Parking tickets are big business. UK councils made a reported £65 million profit from Penalty Charge Notices (PCNs) in 2020, withThe London Borough of Newham accounting for £10.6 million from 239 thousand tickets issued.
New laws have been introduced in recent years to promote fairness, and to protect drivers, town centres and local businesses. And while many of these changes are helpful, they aren’t always straightforward or well-publicised. That’s why we’ve put together our list of things you might not know about parking fines.
While there are lots of things a local council does have to do for a parking fine to be enforceable, surprisingly, putting one of the notorious yellow tickets on your windscreen isn’t one of them.
It’s quite possible for you not to know you have a parking ticket until you get a letter through your door. The letter itself will act as notice in much the same way as a conventional ticket otherwise would.
The only real implication of receiving your notice via post is that you have slightly longer to get the 50% discount for quick payment (21 days, vs. 14 for a ticket left on your vehicle).
A 10-minute ‘grace’ period above and beyond your ticketed time applies to parking spaces both on- and off-street.
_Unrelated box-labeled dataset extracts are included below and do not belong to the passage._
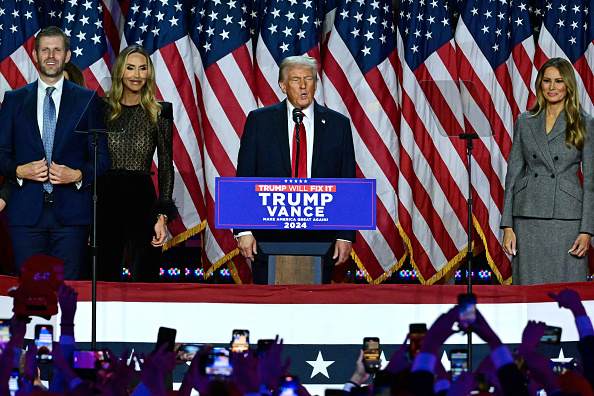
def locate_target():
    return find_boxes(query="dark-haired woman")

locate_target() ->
[501,58,594,285]
[97,45,177,282]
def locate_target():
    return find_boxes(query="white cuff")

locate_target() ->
[575,315,594,340]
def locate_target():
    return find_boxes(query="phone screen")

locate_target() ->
[540,326,561,344]
[458,293,476,330]
[8,369,19,396]
[363,337,380,373]
[72,351,103,370]
[450,349,468,381]
[231,330,250,353]
[257,339,274,357]
[35,325,54,361]
[177,344,202,362]
[204,348,233,377]
[0,319,10,349]
[155,327,177,352]
[279,375,299,396]
[549,360,575,375]
[408,323,427,359]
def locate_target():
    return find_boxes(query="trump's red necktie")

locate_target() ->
[291,123,307,177]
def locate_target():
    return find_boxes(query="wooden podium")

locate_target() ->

So if you’re nearby and can’t quite remember where you parked your car, don’t panic.
The grace period only applies if you have a ticket though, so don’t count on it to quickly park up and dash into a shop - even if it’s to get some change for the parking meter.
It also doesn’t apply if you’ve parked on any form of yellow line, a dropped kerb or in a permit holder-only parking bay (or anywhere in Wales, the grace period only applies in England!).
Clamping and complete removal of vehicles is increasingly rare for parking violations. A standard parking ticket is far more likely in most cases.
Councils and the police do however still clamp cars on public roads for repeat offences, with three or more unpaid Penalty Charge Notices outstanding. Equally, if it’s a built up area or your vehicle is causing an obstruction to local businesses, private property or other road users, it’s likely to get towed away entirely.
If you feel you received a parking notice unfairly, or have a good reason why you shouldn’t pay the fine, it’s easier than you might think to appeal.
The newly-revamped gov.uk website asks for a postcode and passes you through to your local council’s website. Each council then provides options of how to pay, or challenge, a penalty charge notice.
For a more direct, and arguably more straightforward approach, services like DoNotPay allows drivers to automatically appeal against inaccurate fines with just a few clicks. Pick from one of 12 the most popular reasons for defence - street signage, incorrect details on the parking ticket, or because the fine was obtained before you’d bought the car – and the service will automatically generate a customised appeal for you.
Cameras that automatically issue fines have been largely outlawed, but are still allowed to operate around key areas such as schools and bus lanes.
These systems automatically dispatch a penalty notice to your DVLA-registered address, based on your vehicle’s registration. Notably, as the law requires you to notify the DVLA of any change in address, a penalty notice being sent to a previous address isn’t grounds for appeal.